Malgré ses grandes ambitions, son expansion en Afrique n’est pas aisée. Amorcée en 2016, elle ne s’est accélérée qu’à partir de 2019 avec l’ouverture d’un bureau au Cap et la signature d’un accord avec le sud-africain Kropz, spécialiste du phosphate, pour développer les ventes en Afrique du Sud, au Congo et au Ghana.

Cette même année, si le groupe a fait parler de lui en décrochant face à OCP des contrats en Afrique de l’Ouest, notamment au Bénin, sa réussite n’a pas duré, ses ventes étant en repli dans la zone dès 2021 en raison notamment des retards dans le lancement des appels d’offres à cause du Covid-19 et de la forte hausse du prix des engrais synonymes de contraction de la demande. Depuis, il demeure un acteur très modeste en terrain ouest-africain, plus que jamais la chasse gardée du géant marocain dirigé par Mostafa Terrab.
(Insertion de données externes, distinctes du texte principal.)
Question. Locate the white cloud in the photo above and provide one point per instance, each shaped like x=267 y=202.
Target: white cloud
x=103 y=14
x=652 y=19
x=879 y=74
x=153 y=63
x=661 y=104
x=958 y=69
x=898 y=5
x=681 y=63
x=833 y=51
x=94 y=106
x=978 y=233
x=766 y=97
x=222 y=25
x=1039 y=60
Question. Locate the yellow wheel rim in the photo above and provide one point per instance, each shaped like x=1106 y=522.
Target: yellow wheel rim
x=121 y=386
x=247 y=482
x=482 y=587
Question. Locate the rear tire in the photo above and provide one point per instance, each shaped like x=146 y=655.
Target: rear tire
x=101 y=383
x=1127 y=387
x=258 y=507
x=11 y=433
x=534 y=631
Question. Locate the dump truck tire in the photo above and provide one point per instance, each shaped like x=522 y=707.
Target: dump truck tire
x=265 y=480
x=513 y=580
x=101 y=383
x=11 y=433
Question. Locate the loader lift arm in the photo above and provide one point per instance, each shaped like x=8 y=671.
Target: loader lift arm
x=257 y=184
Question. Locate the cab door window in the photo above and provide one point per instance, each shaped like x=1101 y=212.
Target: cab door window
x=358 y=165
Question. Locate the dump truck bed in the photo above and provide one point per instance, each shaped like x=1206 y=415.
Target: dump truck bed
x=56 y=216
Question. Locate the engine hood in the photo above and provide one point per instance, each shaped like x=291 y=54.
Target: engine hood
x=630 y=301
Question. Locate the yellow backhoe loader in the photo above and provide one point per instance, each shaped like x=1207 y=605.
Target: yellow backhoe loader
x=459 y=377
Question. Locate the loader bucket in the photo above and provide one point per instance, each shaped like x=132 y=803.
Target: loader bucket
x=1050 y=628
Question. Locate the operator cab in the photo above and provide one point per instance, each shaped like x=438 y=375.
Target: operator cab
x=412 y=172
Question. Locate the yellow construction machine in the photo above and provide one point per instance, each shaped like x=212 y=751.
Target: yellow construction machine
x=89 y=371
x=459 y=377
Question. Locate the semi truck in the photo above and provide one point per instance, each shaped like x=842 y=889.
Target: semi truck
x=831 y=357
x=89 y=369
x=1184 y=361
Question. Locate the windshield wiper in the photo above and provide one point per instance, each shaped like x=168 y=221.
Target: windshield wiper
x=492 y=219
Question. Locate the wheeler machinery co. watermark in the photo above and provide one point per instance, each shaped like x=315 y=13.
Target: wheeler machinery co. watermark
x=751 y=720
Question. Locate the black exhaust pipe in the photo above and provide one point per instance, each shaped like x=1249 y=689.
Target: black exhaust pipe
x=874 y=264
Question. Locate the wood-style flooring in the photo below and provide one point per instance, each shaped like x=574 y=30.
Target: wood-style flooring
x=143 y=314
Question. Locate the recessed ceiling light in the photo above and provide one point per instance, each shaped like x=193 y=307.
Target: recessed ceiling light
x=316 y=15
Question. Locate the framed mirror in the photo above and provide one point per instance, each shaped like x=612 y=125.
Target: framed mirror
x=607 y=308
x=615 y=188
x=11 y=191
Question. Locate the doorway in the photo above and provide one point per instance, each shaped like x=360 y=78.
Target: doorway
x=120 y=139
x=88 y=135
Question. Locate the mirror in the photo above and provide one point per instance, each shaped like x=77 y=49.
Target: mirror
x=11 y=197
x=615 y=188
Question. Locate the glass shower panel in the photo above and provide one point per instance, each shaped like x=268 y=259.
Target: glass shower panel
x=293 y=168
En parallèle, PhosAgro, qui semble vouloir éviter la confrontation trop brutale avec la concurrence, s’est mis en retrait en Afrique de l’Est, où la compétition entre OCP et le groupe saoudien Ma’aden est forte. Résultat, le groupe a fait de l’Afrique du Sud, soutien de la Russie sur le plan diplomatique, son camp de base. Reste à savoir si c’est suffisant pour déployer les couleurs russes sur le continent.